United Technologies (UTX) bounced back strongly this year but the price action and erosion in the indicators this summer indicates the flight plan could get a little bumpy in the weeks ahead.
The daily chart of UTX, below, was strong until July and then some bearish divergences developed. Later in August our moving averages got broken or tested and a test of key support around $98 could be next. Before our indicators weakened, UTX made a low in January and a successful retest in February. Prices took off in late February and eventually gained about 30% -- bad work if you can get it.
Look closely at the movement of the On-Balance-Volume (OBV) line vs. the price action in July and August. Prices make higher highs in these two months but the OBV line diverges with equal highs.

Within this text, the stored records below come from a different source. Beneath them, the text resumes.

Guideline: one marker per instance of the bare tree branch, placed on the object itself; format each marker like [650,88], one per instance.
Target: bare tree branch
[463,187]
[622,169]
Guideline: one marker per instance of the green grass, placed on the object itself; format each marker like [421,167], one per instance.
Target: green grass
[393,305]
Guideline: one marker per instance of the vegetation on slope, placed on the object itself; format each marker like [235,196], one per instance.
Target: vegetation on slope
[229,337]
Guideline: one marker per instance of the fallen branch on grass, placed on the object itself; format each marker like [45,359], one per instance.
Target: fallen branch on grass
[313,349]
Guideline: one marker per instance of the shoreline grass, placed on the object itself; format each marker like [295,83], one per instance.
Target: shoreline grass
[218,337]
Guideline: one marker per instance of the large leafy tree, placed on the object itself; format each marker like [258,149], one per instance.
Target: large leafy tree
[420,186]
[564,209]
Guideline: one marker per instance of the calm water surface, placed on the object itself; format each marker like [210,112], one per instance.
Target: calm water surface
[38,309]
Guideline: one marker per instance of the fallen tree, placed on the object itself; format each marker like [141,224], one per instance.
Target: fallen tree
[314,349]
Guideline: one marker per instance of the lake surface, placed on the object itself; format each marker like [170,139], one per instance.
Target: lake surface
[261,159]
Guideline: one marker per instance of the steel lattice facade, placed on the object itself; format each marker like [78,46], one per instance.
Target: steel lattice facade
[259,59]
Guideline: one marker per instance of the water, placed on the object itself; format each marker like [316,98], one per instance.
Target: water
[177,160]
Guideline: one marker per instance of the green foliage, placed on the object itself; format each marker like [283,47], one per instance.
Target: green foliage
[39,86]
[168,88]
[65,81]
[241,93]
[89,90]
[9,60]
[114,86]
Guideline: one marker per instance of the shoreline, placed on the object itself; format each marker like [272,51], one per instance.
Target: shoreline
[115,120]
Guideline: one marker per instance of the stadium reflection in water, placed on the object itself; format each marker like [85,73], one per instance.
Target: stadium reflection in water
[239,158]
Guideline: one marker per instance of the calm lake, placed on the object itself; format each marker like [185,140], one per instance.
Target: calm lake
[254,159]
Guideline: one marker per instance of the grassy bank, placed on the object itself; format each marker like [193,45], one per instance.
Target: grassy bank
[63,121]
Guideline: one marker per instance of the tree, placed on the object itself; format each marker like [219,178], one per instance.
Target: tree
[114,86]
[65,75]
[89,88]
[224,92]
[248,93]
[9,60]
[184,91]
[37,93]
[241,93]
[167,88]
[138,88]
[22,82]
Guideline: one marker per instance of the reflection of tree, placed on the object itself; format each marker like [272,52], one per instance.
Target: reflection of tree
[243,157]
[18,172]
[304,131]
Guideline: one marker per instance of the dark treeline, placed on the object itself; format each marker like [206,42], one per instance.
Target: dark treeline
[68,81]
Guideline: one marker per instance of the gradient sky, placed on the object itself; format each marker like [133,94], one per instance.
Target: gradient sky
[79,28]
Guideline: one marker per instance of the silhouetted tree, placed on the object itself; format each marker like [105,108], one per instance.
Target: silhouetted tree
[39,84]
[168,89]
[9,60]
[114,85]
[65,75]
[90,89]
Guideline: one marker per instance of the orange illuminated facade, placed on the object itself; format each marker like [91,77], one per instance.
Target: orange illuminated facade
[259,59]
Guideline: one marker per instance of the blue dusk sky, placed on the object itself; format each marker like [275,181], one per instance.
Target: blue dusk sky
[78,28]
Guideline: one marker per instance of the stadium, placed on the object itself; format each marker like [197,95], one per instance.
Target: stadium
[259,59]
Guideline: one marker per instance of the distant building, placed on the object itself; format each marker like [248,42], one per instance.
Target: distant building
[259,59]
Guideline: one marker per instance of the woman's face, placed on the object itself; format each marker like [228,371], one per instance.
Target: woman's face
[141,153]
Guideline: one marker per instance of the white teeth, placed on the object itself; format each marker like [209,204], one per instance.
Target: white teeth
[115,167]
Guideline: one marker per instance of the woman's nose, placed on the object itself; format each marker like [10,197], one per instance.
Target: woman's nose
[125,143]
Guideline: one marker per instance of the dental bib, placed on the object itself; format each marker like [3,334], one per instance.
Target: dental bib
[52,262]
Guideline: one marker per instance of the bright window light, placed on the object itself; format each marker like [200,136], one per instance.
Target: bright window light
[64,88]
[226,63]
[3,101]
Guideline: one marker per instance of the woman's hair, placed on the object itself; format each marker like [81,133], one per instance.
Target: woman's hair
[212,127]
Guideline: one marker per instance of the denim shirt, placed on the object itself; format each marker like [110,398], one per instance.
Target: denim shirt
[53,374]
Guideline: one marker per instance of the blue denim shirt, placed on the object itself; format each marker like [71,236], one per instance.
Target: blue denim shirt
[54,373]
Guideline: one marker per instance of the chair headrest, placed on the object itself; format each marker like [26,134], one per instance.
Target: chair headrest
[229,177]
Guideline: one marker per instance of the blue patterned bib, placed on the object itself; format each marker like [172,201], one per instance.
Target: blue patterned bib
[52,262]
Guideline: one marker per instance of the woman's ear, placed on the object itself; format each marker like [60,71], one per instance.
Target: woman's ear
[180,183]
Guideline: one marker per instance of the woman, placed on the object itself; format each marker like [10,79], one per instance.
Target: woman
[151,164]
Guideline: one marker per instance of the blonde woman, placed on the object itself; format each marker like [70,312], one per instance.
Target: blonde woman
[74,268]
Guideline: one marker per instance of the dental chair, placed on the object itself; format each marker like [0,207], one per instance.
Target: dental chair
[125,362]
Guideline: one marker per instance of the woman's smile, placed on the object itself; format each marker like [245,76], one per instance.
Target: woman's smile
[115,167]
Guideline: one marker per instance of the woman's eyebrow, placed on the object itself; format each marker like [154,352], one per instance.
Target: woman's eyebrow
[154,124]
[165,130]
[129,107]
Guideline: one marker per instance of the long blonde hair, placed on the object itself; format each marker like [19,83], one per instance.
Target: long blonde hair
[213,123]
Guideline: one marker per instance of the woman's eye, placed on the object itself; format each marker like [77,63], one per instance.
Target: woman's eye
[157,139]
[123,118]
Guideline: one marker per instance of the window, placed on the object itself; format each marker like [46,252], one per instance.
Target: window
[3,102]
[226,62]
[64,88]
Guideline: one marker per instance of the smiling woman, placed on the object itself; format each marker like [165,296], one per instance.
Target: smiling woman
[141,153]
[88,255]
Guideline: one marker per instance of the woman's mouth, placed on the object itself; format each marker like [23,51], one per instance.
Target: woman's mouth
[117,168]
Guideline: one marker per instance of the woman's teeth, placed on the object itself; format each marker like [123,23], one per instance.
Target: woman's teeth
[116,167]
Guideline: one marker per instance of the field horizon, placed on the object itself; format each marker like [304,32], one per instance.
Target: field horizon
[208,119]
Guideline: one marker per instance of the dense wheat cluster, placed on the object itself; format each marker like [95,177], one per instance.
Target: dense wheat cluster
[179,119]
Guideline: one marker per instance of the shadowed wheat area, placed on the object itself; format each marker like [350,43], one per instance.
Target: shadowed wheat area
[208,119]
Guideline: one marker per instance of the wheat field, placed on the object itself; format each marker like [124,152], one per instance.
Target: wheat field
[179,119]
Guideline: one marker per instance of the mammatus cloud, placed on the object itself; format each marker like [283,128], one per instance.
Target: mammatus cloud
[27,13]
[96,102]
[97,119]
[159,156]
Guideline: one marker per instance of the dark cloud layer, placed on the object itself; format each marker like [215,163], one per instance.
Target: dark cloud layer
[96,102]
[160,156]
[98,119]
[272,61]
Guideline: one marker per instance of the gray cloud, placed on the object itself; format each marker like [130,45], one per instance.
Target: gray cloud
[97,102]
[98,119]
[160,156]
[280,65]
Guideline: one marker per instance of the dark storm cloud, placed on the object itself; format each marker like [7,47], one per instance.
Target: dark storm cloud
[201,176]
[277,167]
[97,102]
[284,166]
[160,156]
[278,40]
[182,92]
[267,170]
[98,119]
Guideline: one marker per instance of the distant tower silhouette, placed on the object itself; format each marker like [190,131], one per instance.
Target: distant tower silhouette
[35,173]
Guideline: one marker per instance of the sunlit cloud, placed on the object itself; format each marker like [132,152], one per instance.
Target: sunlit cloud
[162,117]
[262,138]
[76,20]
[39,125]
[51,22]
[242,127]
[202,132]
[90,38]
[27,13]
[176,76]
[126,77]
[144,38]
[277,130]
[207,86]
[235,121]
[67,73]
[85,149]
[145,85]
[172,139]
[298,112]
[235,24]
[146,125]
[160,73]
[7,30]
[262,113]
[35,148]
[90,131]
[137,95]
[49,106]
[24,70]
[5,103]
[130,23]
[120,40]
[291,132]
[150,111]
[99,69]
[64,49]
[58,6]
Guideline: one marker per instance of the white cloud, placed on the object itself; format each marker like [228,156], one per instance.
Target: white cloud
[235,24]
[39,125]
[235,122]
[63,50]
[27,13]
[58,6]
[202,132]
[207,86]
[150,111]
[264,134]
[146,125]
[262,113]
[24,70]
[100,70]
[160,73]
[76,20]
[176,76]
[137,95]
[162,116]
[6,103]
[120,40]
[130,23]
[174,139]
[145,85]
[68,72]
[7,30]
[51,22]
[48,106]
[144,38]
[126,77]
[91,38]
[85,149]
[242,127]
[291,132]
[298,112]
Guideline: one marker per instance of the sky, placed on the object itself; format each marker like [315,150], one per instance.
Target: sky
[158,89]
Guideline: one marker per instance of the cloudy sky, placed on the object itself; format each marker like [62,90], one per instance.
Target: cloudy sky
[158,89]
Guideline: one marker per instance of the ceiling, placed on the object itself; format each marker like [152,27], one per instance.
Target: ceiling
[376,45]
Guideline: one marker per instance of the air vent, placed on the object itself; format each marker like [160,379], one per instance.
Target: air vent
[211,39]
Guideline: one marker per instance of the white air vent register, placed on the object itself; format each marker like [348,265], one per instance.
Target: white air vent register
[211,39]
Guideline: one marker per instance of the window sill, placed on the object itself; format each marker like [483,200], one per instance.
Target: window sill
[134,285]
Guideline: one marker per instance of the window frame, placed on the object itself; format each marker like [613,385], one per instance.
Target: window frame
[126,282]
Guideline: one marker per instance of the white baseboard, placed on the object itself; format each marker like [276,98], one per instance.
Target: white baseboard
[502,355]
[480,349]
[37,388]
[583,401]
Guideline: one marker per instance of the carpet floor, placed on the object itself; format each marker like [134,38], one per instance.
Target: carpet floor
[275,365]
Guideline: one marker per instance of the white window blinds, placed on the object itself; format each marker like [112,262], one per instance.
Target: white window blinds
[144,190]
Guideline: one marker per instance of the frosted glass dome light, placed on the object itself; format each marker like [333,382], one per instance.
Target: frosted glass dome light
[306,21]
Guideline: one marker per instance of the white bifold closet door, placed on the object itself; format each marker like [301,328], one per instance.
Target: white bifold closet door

The same thing goes for the Moving Average Convergence Divergence (MACD) oscillator. The 50-day average turns down in September, the MACD oscillator goes below the zero line for a sell signal and the OBV line weakens. The 200-day moving average line is being tested and could break, too. Dips to $98 held in May and June but the third test may not be so lucky.
In this weekly chart of UTX, below, we can see that prices are testing the rising 40-week average line. The OBV line did not make a higher high with price in August and the MACD oscillator crossed for a liquidate longs sell signal.
Strategy: Protect long positions and get more defensive if UTX closes below $98.